Question #3: So now what the heck do I do with these buffer objects, when neither the Buffer class and the IBuffer interface have any methods?

Answer: I totally agree that this one stumped me for a while, and is one of the reasons I decided to write this lengthy post!

As in the previous question, straightforward methods like readAsync and writeAsync provide this odd duck called a Buffer instead of just giving us a byte array. The problem is, when you look at the reference docs for Buffer and IBuffer, all you see are two properties: length and capacity. “That’s all well and good,” you say (and I have!), “but how the hell do you get at the data itself?” After all, if you just opened a file and read its contents from an input stream into a buffer, that data exists somewhere, but this buffer thing is just a black box as far as you can see!

Indeed, looking at the Buffer itself it’s hard to understand how one even gets created in the first place, since the object itself has no methods for store data within it (the constructor takes only a capacity argument). This gets confusing when you need to provide a buffer to some API, like ProximityDevice.PublishBinaryMessage (for near-field communications). You need one, but can’t seem to create one.

To make things clear, first understand that a buffer is just an abstraction for an untyped byte array, and it exists because marshaling byte arrays between different layers in Windows and the language projections can get tricky.
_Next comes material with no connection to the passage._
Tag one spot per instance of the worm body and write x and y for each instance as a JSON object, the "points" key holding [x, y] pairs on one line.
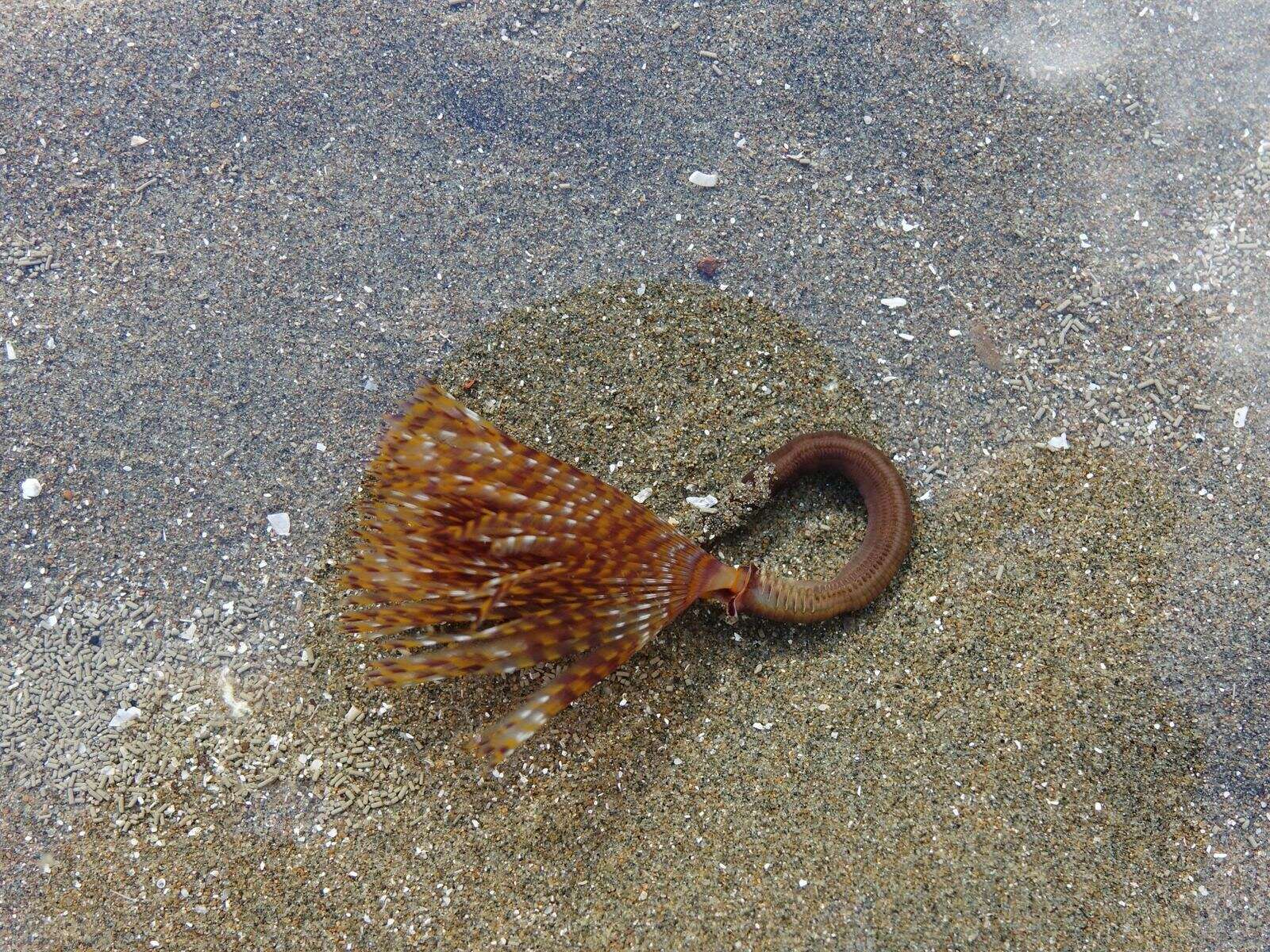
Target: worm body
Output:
{"points": [[887, 537], [480, 555]]}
Having an abstract class makes such marshaling easier to work with in the API.

Next, there are two ways to create a new buffer with real data (you can always create an empty one with new, as you’d need when calling FileRandomAccessStream.readAsync). Some methods must exist, of course, because other WinRT APIs provide buffers with data themselves.

One way is to use the Windows.Storage.Streams.DataWriter class. You can create one of these with new, then use its Write* methods to populate it with whatever you want (including writeBytes, which takes an array). Once you’ve written those contents, call DataWriter.detachBuffer and you have your populated Buffer object.

The other way is super-secret. You have to look way down in Windows.Security.Cryptography.–wait for it!–CryptographicBuffer.createFromByteArray. This API has nothing to do with cryptography per se and simply creates a new buffer with a byte array you provide. This is simpler than using DataWriter if you have a byte array; DataWriter is better, though, if you have data in any other form, such as a string.

 

So how, then, do you get data out of a buffer? For that you use the Windows.Storage.Streams.DataReader class. You create an instance of DataReader with the static method Windows.Storage.Streams.DataReader.fromBuffer, after which you can call methods like readBytes, readString, and so forth. (If you use new with DataReader, you provide an IInputStream argument instead–with buffers you have to use the static method. The reason for this is that JavaScript cannot differentiate overloaded methods by arity only (number of arguments), thus the designers of WinRT have had to make these kinds of oddball choices here and there where the more common usage employs the constructor and a static method is used for the less common option.)

In short, the methods that you would normally expect to find on a class like Buffer are found instead within DataReader and DataWriter, because these reader/writer classes also work with streams. That is, instead of having completely separate abstractions for streams and byte arrays with their own read/write methods for different data types, those methods are centralized within the DataReader and DataWriter objects that are themselves initialized with either a stream or a buffer. DataReader and DataWriter also take care of the details of closing streams for you when appropriate.

 

In the end, this reduces the overall API surface area once you understand how they relate.